Here is what we are working on immediately:

Visibility: We’re adding alerts to notify when static_zone serves a stale root zone file. It should not have been the case that serving a stale root zone file went unnoticed for as long as it did. If we had been monitoring this better, with the caching that exists, there would have been no impact. It is our goal to protect our customers and their users from upstream changes.

Resilience: We will re-evaluate how we ingest and distribute the root zone internally. Our ingestion and distribution pipelines should handle new RRTYPEs seamlessly, and any brief interruption to the pipeline should be invisible to end users.

Testing: Despite having tests in place around this problem, including tests related to unreleased changes in parsing the new ZONEMD records, we did not adequately test what happens when the root zone fails to parse. We will improve our test coverage and the related processes.

Architecture: We should not use stale copies of the root zone past a certain point. While it’s certainly possible to continue to use stale root zone data for a limited amount of time, past a certain point there are unacceptable operational risks. We will take measures to ensure that the lifetime of cached root zone data is better managed as described in RFC 8806: Running a Root Server Local to a Resolver.

Conclusion

We are deeply sorry that this incident happened.

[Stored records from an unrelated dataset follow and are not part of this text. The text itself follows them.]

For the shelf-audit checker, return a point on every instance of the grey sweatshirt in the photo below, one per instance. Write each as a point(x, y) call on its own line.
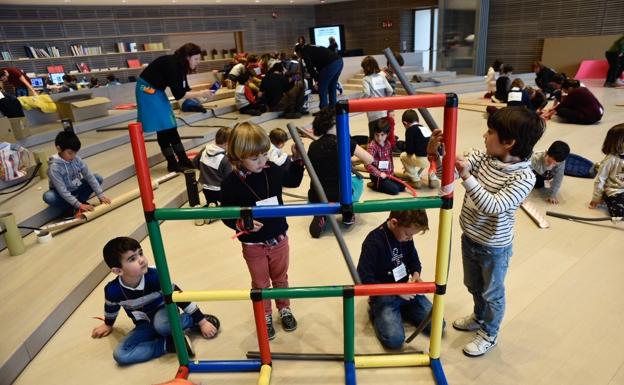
point(538, 164)
point(66, 177)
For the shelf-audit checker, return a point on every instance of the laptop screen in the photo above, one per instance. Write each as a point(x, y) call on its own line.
point(57, 78)
point(36, 82)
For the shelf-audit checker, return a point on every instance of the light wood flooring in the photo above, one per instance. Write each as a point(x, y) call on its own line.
point(564, 304)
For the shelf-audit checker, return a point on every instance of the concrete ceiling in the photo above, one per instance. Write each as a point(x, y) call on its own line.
point(168, 2)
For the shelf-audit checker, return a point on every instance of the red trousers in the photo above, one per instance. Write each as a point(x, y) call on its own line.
point(268, 265)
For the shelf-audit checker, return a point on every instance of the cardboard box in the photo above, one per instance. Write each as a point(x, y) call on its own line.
point(82, 107)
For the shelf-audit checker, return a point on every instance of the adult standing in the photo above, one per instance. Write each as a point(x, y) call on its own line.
point(615, 57)
point(154, 110)
point(19, 80)
point(325, 67)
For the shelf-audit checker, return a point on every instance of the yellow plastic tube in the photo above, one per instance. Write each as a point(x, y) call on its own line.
point(265, 375)
point(213, 295)
point(388, 361)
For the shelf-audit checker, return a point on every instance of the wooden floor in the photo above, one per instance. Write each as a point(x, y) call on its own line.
point(564, 305)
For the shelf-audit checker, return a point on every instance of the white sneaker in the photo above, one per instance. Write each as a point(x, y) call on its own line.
point(434, 182)
point(468, 323)
point(480, 344)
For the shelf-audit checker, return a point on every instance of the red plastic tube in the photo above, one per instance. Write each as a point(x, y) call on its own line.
point(397, 102)
point(142, 168)
point(395, 288)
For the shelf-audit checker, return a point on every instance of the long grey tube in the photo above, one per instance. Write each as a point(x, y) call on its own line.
point(408, 87)
point(316, 184)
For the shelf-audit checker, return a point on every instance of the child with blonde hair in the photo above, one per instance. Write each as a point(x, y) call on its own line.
point(255, 181)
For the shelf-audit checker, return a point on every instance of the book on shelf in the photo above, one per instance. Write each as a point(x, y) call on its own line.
point(48, 51)
point(55, 69)
point(153, 46)
point(79, 50)
point(134, 63)
point(83, 67)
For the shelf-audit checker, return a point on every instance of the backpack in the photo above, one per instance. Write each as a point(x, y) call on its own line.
point(579, 167)
point(14, 162)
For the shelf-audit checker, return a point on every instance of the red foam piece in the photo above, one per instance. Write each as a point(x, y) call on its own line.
point(592, 69)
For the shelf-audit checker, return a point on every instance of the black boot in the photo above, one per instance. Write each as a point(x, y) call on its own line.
point(172, 163)
point(183, 160)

There is one clear message from this incident: do not ever assume that something is not going to change! Many modern systems are built with a long chain of libraries that are pulled into the final executable, each one of those may have bugs or may not be updated early enough for programs to operate correctly when changes in input happen. We understand how important it is to have good testing in place that allows detection of regressions and systems and components that fail gracefully on changes to input. We understand that we need to always assume that “format” changes in the most critical systems of the internet (DNS and BGP) are going to have an impact.

We have a lot to follow up on internally and are working around the clock to make sure something like this does not happen again.